The liquidator of the Company alleged that Mr Heading contravened s 588G(2) of the Corporations Act 2001 (Cth) (‘CA’) by failing to prevent the Company from incurring debts whilst it was insolvent. The liquidator brought the proceedings pursuant to s 588M of the CA against Mr Heading’s estate in bankruptcy (‘the Estate’) seeking to recover an amount equal to the loss or damage incurred from the alleged insolvent trading as a debt due to the Company of approximately $4 million.
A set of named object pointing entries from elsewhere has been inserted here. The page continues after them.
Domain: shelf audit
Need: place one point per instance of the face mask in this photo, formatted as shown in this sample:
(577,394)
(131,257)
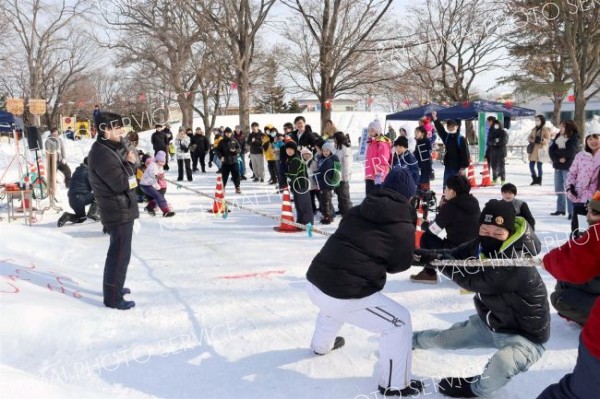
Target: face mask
(490,246)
By the date the proceedings commenced, Mr Heading had been discharged from bankruptcy by the operation of s 149 Bankruptcy Act 1966 (‘BA’). Prior to his discharge, no liability of Mr Heading to the plaintiffs under s 588M of the CA had been established by a court order, arbitral award or settlement.
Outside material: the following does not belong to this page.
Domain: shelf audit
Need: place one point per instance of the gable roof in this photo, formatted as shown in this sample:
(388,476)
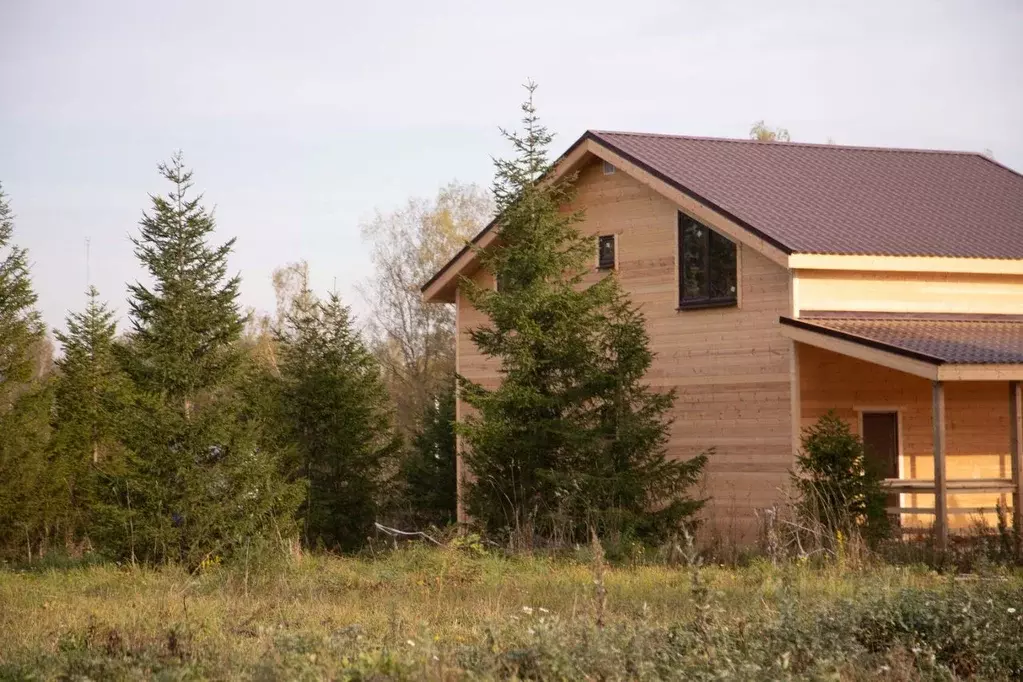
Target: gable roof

As at the date of the alleged contravention, there existed a policy of insurance in which Mr Heading was insured against conduct performed in his capacity as a director or officer of the Company. ‘Extension 2(g)’ of the policy was as follows:
‘Spousal / Legal Representatives Cover
This Policy shall apply in the event the lawful spouse of any Director or Officer is the subject of enforcement proceedings in respect of a judgment against such Director or Officer for a Wrongful Act of that Director or Officer for which he would have received cover under this Policy and at his request.
This Policy shall apply in the event of the death or incompetency or bankruptcy of a Director or Officer to their estate, heirs, legal representatives or assigns, for Loss incurred due to any Wrongful Act of such Director or Officer for which he would have received cover under this Policy.’ [emphasis in original, showing defined terms] (‘Policy’)
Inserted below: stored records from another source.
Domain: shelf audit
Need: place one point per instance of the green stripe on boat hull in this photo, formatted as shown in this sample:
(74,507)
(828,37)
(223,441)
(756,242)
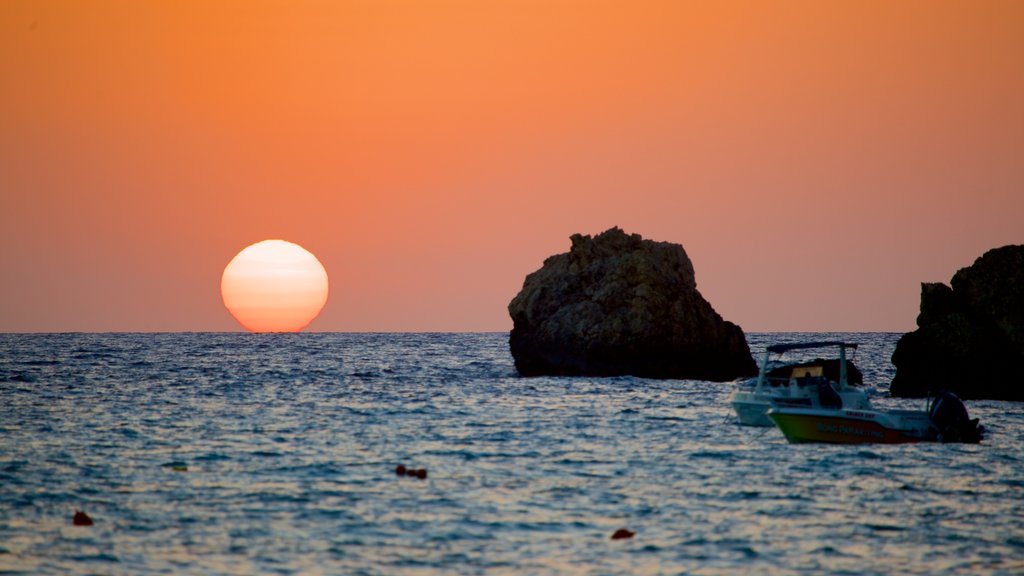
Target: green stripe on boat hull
(815,427)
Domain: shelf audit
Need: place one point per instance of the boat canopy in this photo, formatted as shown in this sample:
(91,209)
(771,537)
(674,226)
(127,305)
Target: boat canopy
(779,348)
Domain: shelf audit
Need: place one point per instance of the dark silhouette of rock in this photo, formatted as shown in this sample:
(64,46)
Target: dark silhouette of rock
(970,336)
(622,534)
(617,304)
(81,519)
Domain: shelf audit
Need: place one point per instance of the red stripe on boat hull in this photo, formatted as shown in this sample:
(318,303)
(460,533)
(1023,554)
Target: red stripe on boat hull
(815,427)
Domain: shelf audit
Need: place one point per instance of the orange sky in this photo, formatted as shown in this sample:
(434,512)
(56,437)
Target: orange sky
(817,160)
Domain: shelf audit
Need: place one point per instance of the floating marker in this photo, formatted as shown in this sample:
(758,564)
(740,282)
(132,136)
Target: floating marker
(81,519)
(622,534)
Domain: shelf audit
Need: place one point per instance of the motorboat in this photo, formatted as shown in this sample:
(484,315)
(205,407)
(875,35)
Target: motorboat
(798,383)
(945,419)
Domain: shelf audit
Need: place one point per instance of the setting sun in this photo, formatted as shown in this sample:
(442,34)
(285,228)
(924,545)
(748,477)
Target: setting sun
(274,286)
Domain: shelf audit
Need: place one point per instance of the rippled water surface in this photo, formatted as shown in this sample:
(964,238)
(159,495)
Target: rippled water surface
(242,454)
The issue determined by the Court by way of separate question was whether, if the contravention alleged against Mr Heading were to be established, a liability pursuant to s 588M(2) of the CA incurred by Mr Heading prior to his discharge from bankruptcy would be a liability to which the Policy would respond in respect of the Estate, notwithstanding his personal discharge from bankruptcy. Determination turned upon consideration of relevant provisions of the BA and construction of the Policy.
Principles of bankruptcy law: There was considerable common ground as to the proper construction of the BA and as to background facts. In particular, it was common ground that any liability of Mr Heading pursuant to s 588M(2) of the CA to the Company was, and remains, a debt provable in the Estate by virtue of s 82 of the BA notwithstanding his discharge from bankruptcy (see Tarea Management (North Shore) Pty Ltd (in liq) v Glass (1991) 28 FCR 93).
Accordingly, a liability of a bankrupt incurred prior to the date of bankruptcy is converted into a claim for proof. To the extent that a bankrupt estate is unable to meet all creditors’ claims, the bankrupt is released from the debt upon his or her discharge. The discharge operates to release the former bankrupt but not to release the estate.